So OFFSET_VALID | DATA for a protocol BDS is not just convenient, but 
necessary to avoid breaking qemu-img map output.  But you are also right 
that OFFSET_VALID without data makes little sense at a protocol layer. 
So with that in mind, I'm auditing all of the protocol layers to make 
sure OFFSET_VALID ends up as something sane.
Kevin Wolf Feb. 23, 2018, 5:05 p.m. | #5
Am 23.02.2018 um 17:43 hat Eric Blake geschrieben:
> > OFFSET_VALID | DATA might be excusable because I can see that it's
> > convenient that a protocol driver refers to itself as *file instead of
> > returning NULL there and then the offset is valid (though it would be
> > pointless to actually follow the file pointer), but OFFSET_VALID without
> > DATA probably isn't.
> 
> So OFFSET_VALID | DATA for a protocol BDS is not just convenient, but
> necessary to avoid breaking qemu-img map output.  But you are also right
> that OFFSET_VALID without data makes little sense at a protocol layer. So
> with that in mind, I'm auditing all of the protocol layers to make sure
> OFFSET_VALID ends up as something sane.

That's one way to look at it.

The other way is that qemu-img map shouldn't ask the protocol layer for
its offset because it already knows the offset (it is what it passes as
a parameter to bdrv_co_block_status).

Anyway, it's probably not worth changing the interface, we should just
make sure that the return values of the individual drivers are
consistent.

Kevin
Eric Blake Feb. 23, 2018, 11:38 p.m. | #6
On 02/23/2018 11:05 AM, Kevin Wolf wrote:
> Am 23.02.2018 um 17:43 hat Eric Blake geschrieben:
>>> OFFSET_VALID | DATA might be excusable because I can see that it's
>>> convenient that a protocol driver refers to itself as *file instead of
>>> returning NULL there and then the offset is valid (though it would be
>>> pointless to actually follow the file pointer), but OFFSET_VALID without
>>> DATA probably isn't.
>>
>> So OFFSET_VALID | DATA for a protocol BDS is not just convenient, but
>> necessary to avoid breaking qemu-img map output.  But you are also right
>> that OFFSET_VALID without data makes little sense at a protocol layer. So
>> with that in mind, I'm auditing all of the protocol layers to make sure
>> OFFSET_VALID ends up as something sane.
> 
> That's one way to look at it.
> 
> The other way is that qemu-img map shouldn't ask the protocol layer for
> its offset because it already knows the offset (it is what it passes as
> a parameter to bdrv_co_block_status).
> 
> Anyway, it's probably not worth changing the interface, we should just
> make sure that the return values of the individual drivers are
> consistent.

Yet another inconsistency, and it's making me scratch my head today.

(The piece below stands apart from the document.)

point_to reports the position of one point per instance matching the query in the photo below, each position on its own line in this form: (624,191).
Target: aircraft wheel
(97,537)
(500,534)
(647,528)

By the way, in my byte-based stuff that is now pending on your tree, I 
tried hard to NOT change semantics or the set of flags returned by a 
given driver, and we agreed that's why you'd accept the series as-is and 
make me do this followup exercise.  But it's looking like my followups 
may end up touching a lot of the same drivers again, now that I'm 
looking at what the semantics SHOULD be (and whatever I do end up 
tweaking, I will at least make sure that iotests is still happy with it).

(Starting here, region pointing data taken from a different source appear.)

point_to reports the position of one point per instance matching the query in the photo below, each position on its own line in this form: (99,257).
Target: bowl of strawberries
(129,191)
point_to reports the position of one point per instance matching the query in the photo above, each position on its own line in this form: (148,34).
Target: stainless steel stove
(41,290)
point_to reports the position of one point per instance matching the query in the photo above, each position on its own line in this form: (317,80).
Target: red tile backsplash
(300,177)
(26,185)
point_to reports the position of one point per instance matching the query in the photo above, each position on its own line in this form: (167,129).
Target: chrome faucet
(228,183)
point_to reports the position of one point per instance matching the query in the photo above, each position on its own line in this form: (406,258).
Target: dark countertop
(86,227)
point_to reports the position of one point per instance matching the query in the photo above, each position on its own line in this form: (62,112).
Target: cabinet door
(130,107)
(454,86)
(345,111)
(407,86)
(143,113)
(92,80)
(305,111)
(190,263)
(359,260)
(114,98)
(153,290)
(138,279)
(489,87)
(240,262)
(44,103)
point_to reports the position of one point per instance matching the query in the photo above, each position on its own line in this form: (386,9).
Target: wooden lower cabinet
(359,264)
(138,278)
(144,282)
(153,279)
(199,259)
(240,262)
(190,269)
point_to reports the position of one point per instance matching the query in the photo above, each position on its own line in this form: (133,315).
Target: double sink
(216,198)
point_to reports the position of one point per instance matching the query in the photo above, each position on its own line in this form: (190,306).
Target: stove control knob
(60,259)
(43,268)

First, let's read what states the NBD spec is proposing:

> It defines the following flags for the flags field:
> 
>     NBD_STATE_HOLE (bit 0): if set, the block represents a hole (and future writes to that area may cause fragmentation or encounter an ENOSPC error); if clear, the block is allocated or the server could not otherwise determine its status. Note that the use of NBD_CMD_TRIM is related to this status, but that the server MAY report a hole even where NBD_CMD_TRIM has not been requested, and also that a server MAY report that the block is allocated even where NBD_CMD_TRIM has been requested.
>     NBD_STATE_ZERO (bit 1): if set, the block contents read as all zeroes; if clear, the block contents are not known. Note that the use of NBD_CMD_WRITE_ZEROES is related to this status, but that the server MAY report zeroes even where NBD_CMD_WRITE_ZEROES has not been requested, and also that a server MAY report unknown content even where NBD_CMD_WRITE_ZEROES has been requested.
> 
> It is not an error for a server to report that a region of the export has both NBD_STATE_HOLE set and NBD_STATE_ZERO clear. The contents of such an area are undefined, and a client reading such an area should make no assumption as to its contents or stability.

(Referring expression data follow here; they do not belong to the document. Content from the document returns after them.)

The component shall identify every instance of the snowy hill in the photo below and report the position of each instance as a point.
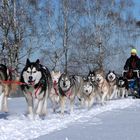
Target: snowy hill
(83, 124)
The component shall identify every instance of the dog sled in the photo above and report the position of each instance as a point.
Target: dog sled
(133, 78)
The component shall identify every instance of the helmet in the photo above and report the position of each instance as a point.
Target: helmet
(133, 51)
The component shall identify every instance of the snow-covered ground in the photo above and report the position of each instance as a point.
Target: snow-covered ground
(117, 120)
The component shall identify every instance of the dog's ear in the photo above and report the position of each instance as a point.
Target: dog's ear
(37, 61)
(27, 62)
(52, 72)
(59, 72)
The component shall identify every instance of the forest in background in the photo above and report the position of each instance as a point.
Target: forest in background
(68, 35)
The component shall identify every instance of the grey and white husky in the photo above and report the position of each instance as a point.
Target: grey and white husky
(36, 87)
(54, 95)
(6, 87)
(67, 90)
(88, 93)
(112, 79)
(122, 85)
(103, 86)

So here's how Vladimir proposed implementing it in his series (written 
before my byte-based block status stuff went in to your tree):
https://lists.gnu.org/archive/html/qemu-devel/2018-02/msg04038.html

Server side (3/9):

+        int ret = bdrv_block_status_above(bs, NULL, offset, tail_bytes, 
&num,
+                                          NULL, NULL);
+        if (ret < 0) {
+            return ret;
+        }
+
+        flags = (ret & BDRV_BLOCK_ALLOCATED ? 0 : NBD_STATE_HOLE) |
+                (ret & BDRV_BLOCK_ZERO      ? NBD_STATE_ZERO : 0);

Client side (6/9):

+    *pnum = extent.length >> BDRV_SECTOR_BITS;
+    return (extent.flags & NBD_STATE_HOLE ? 0 : BDRV_BLOCK_DATA) |
+           (extent.flags & NBD_STATE_ZERO ? BDRV_BLOCK_ZERO : 0);

Does anything there strike you as odd?  In isolation, they seemed fine 
to me, but side-by-side, I'm scratching my head: the server queries the 
block layer, and turns BDRV_BLOCK_ALLOCATED into !NBD_STATE_HOLE; the 
client side then takes the NBD protocol and tries to turn it back into 
information to feed the block layer, where !NBD_STATE_HOLE now feeds 
BDRV_BLOCK_DATA.  Why the different choice of bits?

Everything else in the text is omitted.